In the Chapel of St Thomas, a newly commissioned Marian icon has been installed above the Presider’s Chair. Meanwhile, the stairwell of the MacKillop Building is now home to 18 metal sculptures which comprise a contemporary Way of the Cross.
The icon was written by Melbourne iconographer, Ursula Betka. It depicts Mary under the title ‘Sedes Sapientiae’ – ‘Seat of Wisdom’, along with four early Marists – St Marcellin Champagnat (founder of the Marist Brothers), Ven. Jean-Claude Colin (Founder of the Marist Fathers), Jeanne-Marie Chavoin (Foundress of the Marist Sisters), and Françoise Perroton (Pioneer of the Marist Missionary Sisters).
In her conceptualising the icon, Dr Betka, drew not only from two traditional types of the Theotokos in ancient Greek iconography, but on two famous artworks: Madonna della Clemenza in Santa Maria Church, Trastevere (Rome) and Mary with Child Enthroned by Margarito d’Arezzo (now in the NGA in Washington DC).
The Way of the Cross was sculpted in the 1950s by surrealist artist, Voitre Marek (who already has two other metal artworks at Aquinas). They were in St Martin de Porres Church, Lock SA, until that church was decommissioned last year. Unlike a traditional Way of the Cross, these 18 stations begin with Adam and Eve in the Book of Genesis and end with the Coming of the Holy Spirit at Pentecost in the Acts of the Apostles.

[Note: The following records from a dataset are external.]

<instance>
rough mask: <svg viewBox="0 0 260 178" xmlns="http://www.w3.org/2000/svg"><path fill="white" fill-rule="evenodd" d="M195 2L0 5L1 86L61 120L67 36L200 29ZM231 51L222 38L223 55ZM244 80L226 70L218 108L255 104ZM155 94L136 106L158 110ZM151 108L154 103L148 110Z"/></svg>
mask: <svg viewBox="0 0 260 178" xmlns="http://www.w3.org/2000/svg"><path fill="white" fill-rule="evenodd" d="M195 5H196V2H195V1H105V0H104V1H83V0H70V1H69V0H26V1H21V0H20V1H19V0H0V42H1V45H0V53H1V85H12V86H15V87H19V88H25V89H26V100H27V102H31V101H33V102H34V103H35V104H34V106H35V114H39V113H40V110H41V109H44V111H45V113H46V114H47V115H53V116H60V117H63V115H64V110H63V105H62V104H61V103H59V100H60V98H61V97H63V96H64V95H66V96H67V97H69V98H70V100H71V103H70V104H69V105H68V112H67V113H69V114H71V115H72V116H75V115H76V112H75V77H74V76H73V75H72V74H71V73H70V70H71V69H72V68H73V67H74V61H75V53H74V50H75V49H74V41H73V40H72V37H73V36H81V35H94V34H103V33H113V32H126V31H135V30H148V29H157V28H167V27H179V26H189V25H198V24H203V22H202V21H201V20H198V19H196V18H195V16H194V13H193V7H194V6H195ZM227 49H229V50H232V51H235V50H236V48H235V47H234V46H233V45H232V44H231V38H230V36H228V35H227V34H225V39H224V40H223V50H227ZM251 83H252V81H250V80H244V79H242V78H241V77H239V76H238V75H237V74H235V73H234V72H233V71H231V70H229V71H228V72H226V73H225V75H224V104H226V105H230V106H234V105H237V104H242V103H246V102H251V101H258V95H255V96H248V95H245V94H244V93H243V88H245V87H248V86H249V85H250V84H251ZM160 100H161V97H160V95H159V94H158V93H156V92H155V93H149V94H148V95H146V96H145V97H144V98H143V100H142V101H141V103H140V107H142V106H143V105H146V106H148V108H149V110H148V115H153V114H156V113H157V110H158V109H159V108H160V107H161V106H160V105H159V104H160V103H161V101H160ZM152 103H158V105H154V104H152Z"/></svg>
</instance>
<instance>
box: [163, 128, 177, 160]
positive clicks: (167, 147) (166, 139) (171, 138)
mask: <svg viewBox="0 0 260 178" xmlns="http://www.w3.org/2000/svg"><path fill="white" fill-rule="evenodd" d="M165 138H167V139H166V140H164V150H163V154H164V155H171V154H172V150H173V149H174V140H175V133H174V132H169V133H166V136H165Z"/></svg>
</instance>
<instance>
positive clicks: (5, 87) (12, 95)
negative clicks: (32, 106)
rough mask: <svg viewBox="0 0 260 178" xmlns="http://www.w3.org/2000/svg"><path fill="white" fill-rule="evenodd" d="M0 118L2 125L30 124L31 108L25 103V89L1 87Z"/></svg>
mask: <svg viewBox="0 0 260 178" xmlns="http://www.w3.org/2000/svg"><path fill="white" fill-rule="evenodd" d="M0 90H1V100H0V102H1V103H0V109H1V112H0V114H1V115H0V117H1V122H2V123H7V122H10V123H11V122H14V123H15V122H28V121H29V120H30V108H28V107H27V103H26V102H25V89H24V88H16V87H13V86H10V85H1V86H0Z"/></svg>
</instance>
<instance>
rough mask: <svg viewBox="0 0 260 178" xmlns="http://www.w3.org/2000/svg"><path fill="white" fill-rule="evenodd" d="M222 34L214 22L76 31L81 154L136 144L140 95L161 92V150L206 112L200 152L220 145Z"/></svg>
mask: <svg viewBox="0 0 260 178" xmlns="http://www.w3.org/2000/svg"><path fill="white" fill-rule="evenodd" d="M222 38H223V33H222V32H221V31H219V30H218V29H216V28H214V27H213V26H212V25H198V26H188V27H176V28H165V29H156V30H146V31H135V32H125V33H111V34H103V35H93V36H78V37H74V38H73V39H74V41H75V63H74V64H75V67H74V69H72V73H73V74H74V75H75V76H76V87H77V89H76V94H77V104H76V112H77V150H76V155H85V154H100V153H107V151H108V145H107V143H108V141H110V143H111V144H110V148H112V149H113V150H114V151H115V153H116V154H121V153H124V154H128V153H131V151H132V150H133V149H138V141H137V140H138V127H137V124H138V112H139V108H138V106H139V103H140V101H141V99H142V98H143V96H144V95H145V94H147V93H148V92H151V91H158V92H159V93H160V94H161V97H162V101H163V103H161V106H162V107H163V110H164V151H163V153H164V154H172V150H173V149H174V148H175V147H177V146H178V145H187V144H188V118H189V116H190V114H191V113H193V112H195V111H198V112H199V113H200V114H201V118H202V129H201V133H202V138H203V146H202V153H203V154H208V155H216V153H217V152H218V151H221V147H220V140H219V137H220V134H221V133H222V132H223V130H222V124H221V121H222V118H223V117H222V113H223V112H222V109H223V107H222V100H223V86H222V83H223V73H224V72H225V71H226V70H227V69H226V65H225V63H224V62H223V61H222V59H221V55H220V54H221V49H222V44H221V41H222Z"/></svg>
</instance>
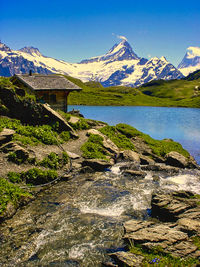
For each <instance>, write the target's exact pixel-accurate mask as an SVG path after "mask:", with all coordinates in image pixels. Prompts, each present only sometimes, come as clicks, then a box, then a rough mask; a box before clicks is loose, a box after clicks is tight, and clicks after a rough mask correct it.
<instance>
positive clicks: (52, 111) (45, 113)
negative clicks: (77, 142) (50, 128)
mask: <svg viewBox="0 0 200 267" xmlns="http://www.w3.org/2000/svg"><path fill="white" fill-rule="evenodd" d="M42 106H43V113H45V115H46V116H48V117H49V120H50V121H55V122H58V123H59V130H60V131H69V132H70V135H71V136H72V137H75V138H77V137H78V135H77V133H76V132H75V131H74V129H73V128H72V127H71V126H70V125H69V123H67V121H66V120H64V119H63V117H62V116H60V114H59V113H58V112H56V111H55V110H53V109H52V108H50V107H49V106H48V105H47V104H43V105H42Z"/></svg>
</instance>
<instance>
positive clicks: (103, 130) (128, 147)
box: [100, 126, 135, 150]
mask: <svg viewBox="0 0 200 267" xmlns="http://www.w3.org/2000/svg"><path fill="white" fill-rule="evenodd" d="M100 132H101V133H103V134H105V135H106V136H108V137H109V138H110V140H111V141H112V142H113V143H114V144H115V145H116V146H117V147H118V148H121V149H128V150H134V149H135V147H134V145H133V143H132V142H131V141H130V140H129V139H128V138H127V137H126V136H125V135H123V134H121V133H119V132H118V131H117V129H116V127H115V126H105V127H103V128H101V129H100Z"/></svg>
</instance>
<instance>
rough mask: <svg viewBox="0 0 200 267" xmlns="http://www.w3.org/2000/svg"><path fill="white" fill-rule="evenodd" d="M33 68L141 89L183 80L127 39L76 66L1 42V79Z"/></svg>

In their new home, they are quite stunning.
The College Rector, Brother Michael, said that Aquinas has long tradition of acquiring religious art, from the time of its second Rector, Fr Michael Scott SJ, who helped to establish the Blake Prize for religious art in Australia.
‘I believe that places such as Aquinas should be patrons of the arts,’ said Brother Michael. ‘The arts tap into our deeper purposes and express meaning. In the functional, secular and immediate age in which we find ourselves, art can help to take us to a different place.’